Anos atrás, em sucessivos e-mails que enviei ao diretor da Folha , Otávio Frias Filho, cobrei dele o oceano de notícias faltantes. Ele disse que ia pensar no caso. Vejo que pensou. O resultado está no jornal do dia 13. Mas a verdade veio profundamente alterada.

Desde logo, o genocídio aparece transfigurado em efeito de perseguição racista, e não religiosa, quando ninguém no mundo civilizado ignora que não é uma guerra de brancos contra negros e sim de muçulmanos – eles próprios negros na maioria – contra as duas comunidades religiosas minoritárias: animistas e cristãos. Principalmente contra estes últimos.

Para encobrir a motivação religiosa da violência, o repórter distorce até a palavra “arabização”, que no contexto sudanês designa a imposição da língua litúrgica do Islam como idioma nacional, e lhe dá sentido genético, incompatível com a composição étnica do Islam em geral, onde os árabes são minoria.

Mas o detalhe mais maravilhoso é a questão das culpas internacionais.

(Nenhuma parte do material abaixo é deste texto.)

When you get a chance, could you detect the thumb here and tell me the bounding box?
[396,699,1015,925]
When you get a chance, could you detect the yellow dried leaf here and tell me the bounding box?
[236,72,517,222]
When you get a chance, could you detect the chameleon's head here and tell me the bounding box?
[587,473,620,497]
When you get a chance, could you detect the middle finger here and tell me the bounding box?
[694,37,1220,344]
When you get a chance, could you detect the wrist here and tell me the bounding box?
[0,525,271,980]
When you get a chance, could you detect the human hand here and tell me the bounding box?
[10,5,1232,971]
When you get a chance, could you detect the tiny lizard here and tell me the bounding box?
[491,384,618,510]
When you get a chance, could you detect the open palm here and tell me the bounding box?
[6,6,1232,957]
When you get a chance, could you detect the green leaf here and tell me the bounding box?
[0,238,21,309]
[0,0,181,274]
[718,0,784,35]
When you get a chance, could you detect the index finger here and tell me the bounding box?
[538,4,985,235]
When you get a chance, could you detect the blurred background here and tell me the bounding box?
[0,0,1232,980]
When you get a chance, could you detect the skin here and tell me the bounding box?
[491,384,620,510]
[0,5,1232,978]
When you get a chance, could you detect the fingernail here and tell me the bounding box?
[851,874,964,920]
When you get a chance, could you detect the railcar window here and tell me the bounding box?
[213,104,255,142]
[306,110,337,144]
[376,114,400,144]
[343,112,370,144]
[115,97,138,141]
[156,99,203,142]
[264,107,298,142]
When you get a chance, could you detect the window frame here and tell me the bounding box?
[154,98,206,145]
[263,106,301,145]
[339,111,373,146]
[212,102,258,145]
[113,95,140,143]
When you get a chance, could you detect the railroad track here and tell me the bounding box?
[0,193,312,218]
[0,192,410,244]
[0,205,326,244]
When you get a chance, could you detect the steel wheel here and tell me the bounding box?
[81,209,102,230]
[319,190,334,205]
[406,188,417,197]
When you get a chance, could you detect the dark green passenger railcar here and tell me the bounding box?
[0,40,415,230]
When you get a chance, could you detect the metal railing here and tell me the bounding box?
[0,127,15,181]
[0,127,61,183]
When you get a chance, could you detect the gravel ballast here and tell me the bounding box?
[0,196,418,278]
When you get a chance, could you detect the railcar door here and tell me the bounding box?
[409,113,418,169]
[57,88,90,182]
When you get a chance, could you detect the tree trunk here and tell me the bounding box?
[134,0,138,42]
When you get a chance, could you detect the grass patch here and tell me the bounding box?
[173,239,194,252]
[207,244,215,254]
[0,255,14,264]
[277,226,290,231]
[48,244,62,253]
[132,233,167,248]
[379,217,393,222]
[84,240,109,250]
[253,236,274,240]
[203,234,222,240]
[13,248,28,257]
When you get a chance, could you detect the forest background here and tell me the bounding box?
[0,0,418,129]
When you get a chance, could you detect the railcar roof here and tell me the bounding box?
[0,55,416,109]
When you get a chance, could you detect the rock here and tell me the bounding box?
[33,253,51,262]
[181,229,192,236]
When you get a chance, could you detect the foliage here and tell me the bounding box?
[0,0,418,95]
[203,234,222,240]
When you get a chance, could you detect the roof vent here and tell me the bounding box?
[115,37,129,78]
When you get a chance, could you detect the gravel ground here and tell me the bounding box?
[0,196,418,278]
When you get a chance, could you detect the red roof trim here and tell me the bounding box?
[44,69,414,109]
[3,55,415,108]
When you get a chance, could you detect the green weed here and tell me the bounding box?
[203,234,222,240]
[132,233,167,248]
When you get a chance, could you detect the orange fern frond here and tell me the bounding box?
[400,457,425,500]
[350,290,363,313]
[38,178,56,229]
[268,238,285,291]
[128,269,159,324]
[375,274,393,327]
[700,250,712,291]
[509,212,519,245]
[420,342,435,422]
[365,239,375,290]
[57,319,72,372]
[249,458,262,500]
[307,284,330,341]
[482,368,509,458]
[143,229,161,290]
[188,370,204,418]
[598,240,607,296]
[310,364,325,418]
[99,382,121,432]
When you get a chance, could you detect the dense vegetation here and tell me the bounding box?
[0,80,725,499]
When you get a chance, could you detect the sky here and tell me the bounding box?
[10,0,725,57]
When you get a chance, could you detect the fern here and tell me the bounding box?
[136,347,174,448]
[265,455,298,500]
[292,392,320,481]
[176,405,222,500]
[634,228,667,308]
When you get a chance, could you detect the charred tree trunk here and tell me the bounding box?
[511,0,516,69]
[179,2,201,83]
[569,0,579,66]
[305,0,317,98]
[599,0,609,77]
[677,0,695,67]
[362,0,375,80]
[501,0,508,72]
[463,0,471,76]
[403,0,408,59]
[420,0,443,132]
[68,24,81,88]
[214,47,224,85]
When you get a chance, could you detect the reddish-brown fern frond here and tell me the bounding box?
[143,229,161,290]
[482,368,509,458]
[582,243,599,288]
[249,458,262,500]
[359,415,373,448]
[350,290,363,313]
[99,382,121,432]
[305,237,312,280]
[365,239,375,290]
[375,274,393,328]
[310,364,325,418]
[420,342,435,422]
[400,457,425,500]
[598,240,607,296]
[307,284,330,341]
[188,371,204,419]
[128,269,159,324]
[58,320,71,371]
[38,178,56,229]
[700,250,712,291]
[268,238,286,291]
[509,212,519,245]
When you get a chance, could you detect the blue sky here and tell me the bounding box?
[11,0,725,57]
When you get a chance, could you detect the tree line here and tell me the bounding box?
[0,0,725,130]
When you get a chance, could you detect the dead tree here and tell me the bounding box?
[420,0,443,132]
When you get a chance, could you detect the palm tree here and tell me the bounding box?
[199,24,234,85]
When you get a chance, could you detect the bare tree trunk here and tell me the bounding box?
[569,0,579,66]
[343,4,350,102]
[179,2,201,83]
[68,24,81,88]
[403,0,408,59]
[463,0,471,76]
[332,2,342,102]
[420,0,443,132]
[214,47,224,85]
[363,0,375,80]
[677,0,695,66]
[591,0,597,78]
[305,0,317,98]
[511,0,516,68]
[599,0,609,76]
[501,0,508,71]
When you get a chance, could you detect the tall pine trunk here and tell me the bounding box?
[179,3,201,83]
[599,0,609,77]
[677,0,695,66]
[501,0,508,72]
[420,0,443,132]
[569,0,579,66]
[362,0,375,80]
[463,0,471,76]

Numa visão objetiva, o país mais culpado é a China, por ser, fora do círculo islâmico, o principal fornecedor de armas para os genocidas. Em contrapartida, o mundo inteiro sabe que as maiores pressões contra a violência sudanesa partiram dos EUA, a primeira nação, aliás, a usar o termo “genocídio” para descrever o caso. Quando a ONU tirou os EUA da Comissão de Direitos Humanos, colocando em seu lugar precisamente o Sudão, o sentido cínico da mensagem foi bastante claro.

O repórter do Independent consegue inverter a realidade, fazendo dos EUA o cúmplice essencial do genocídio – sem alegar para isso outra razão exceto a de que Bush aceitou do governo sudanês informações sobre o paradeiro de bin Laden (como se ele tivesse a obrigação de recusá-las de Satanás em pessoa) –, e mencionando a China apenas de passagem, entre outros países, como se fosse um personagem menor na história.

Por fim, ele acusa pesadamente as empresas capitalistas ocidentais presentes no Sudão do crime hediondo de pagar impostos… como se imposto fosse adesão voluntária.

Agora entendo por que a Folha esperou dez anos e de repente deu a notícia atrasada. A verdade longamente suprimida foi liberada para publicação tão logo remodelada para adequar-se à mentira usual.